Assume that we have two lines. Green and blue line.
$$w^Tx - b = 1$$ $$w^Tx - b = -1$$
Our goal is to find $w$ and $b$ here.
The first we can do, is to find the distance between these two lines.
We first find the ratio between $x^+$ and $x^−$. They are coordinates of $x$ that can describe
$$w^Tx^+ - b = 1$$ $$w^Tx^− - b = -1$$
So $x \in x^+, x^−$
The ratio between $x^+$ and $x^−$ is
$$x^+ = x^− + \lambda w$$
Where $\lambda$ is the distance between the two lines.

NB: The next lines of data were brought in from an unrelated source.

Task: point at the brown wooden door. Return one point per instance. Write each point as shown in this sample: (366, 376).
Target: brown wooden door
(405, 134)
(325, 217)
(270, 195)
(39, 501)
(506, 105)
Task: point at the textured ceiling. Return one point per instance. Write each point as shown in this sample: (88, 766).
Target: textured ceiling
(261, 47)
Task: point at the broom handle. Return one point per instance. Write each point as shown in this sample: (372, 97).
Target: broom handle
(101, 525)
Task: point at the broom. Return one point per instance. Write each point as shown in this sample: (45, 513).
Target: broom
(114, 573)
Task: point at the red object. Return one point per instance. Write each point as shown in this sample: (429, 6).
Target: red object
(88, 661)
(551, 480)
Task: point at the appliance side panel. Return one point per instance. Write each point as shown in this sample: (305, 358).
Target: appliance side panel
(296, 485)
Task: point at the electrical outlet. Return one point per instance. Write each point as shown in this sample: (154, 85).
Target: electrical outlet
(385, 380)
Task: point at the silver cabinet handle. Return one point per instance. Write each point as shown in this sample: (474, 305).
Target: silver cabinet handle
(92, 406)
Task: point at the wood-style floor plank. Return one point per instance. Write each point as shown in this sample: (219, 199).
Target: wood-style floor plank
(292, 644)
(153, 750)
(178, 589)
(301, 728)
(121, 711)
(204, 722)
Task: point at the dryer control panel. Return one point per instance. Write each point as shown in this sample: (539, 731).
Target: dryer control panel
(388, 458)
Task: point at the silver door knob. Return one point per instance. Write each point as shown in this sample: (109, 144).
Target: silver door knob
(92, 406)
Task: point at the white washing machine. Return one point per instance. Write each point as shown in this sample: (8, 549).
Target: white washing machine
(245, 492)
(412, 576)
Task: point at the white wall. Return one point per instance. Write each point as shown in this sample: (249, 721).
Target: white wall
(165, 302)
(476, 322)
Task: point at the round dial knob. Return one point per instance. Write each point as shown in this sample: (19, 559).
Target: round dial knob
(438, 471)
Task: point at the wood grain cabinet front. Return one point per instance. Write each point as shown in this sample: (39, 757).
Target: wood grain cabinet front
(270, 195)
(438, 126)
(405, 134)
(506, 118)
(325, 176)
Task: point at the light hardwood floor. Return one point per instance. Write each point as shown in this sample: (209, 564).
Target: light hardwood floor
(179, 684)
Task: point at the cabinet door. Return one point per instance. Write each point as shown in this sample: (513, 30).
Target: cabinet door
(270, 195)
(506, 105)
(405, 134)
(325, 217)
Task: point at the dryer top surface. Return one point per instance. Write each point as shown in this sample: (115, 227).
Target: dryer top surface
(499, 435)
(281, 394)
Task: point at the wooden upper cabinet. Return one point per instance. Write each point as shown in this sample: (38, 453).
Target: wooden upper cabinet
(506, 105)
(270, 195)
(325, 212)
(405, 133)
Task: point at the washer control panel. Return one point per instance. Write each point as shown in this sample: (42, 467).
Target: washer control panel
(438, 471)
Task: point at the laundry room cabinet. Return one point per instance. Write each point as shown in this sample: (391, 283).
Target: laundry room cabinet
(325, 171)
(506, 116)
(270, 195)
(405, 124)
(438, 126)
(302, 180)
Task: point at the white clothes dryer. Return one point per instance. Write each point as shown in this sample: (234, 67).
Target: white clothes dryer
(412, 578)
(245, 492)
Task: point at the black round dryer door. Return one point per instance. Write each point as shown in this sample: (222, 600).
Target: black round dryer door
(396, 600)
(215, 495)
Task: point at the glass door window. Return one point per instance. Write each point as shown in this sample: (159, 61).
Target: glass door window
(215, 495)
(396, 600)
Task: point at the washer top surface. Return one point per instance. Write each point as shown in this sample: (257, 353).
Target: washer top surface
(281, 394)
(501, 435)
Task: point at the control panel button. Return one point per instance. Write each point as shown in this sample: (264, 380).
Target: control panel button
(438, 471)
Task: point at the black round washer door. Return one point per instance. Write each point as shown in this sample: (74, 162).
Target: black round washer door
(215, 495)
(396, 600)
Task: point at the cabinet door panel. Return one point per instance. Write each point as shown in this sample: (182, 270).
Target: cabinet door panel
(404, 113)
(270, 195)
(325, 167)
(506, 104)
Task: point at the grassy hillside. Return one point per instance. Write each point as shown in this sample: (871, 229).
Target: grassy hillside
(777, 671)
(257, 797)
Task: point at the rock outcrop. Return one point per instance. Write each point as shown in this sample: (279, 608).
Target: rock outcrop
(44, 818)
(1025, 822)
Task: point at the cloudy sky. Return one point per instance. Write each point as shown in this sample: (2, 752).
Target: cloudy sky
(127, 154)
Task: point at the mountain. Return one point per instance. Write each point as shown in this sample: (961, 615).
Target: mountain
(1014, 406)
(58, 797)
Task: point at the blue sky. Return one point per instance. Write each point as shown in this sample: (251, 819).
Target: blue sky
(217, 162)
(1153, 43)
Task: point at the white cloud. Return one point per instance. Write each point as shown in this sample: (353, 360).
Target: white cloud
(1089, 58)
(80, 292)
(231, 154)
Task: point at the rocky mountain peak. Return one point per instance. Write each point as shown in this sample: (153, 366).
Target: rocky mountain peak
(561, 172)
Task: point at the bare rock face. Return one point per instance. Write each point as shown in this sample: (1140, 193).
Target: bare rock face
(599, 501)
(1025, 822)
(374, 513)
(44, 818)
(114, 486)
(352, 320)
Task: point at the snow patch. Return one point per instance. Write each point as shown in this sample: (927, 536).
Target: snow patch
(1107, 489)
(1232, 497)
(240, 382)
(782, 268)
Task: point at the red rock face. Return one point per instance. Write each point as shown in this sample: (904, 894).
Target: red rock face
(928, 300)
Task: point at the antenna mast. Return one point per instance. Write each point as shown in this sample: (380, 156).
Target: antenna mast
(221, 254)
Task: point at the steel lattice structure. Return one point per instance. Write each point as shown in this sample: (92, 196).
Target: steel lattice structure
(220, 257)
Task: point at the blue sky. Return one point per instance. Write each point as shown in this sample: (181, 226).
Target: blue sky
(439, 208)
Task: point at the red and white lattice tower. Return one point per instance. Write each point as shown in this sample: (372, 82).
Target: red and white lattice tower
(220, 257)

If we using
$$w^Tx^+ - b = 1$$
and add in
$$x^+ = x^− + \lambda w$$
We will get this:
$$w^T(x^− + \lambda w) - b = 1$$ $$w^Tx^− + \lambda w^Tw - b = 1$$
And notice that $w^Tx^− -b$ is $-1$
$$-1 +\lambda w^Tw = 1$$
And now it will become
$$\lambda w^Tw = 2$$
We want to have the distance by it self
$$\lambda = \frac{2}{w^Tw}$$
And we need to make sure that $\lambda$ is always a positive number, so we are taking $$||\lambda|| = \frac{||2||}{||w||} = \frac{2}{||w||}$$
Question:
The number $||\lambda||$ need to be equal to 2, then the lines is optimized. Because the perdendicular distance between these two lines are 2.
The quadratic programming problem is:
$$\frac{1}{2}w^TQw + c^Tw$$
Where the constraints are:
$$Aw \leq d$$ $$w \geq 0$$
How can I describe the support vector machine formula, onto the quadratic programming objective function?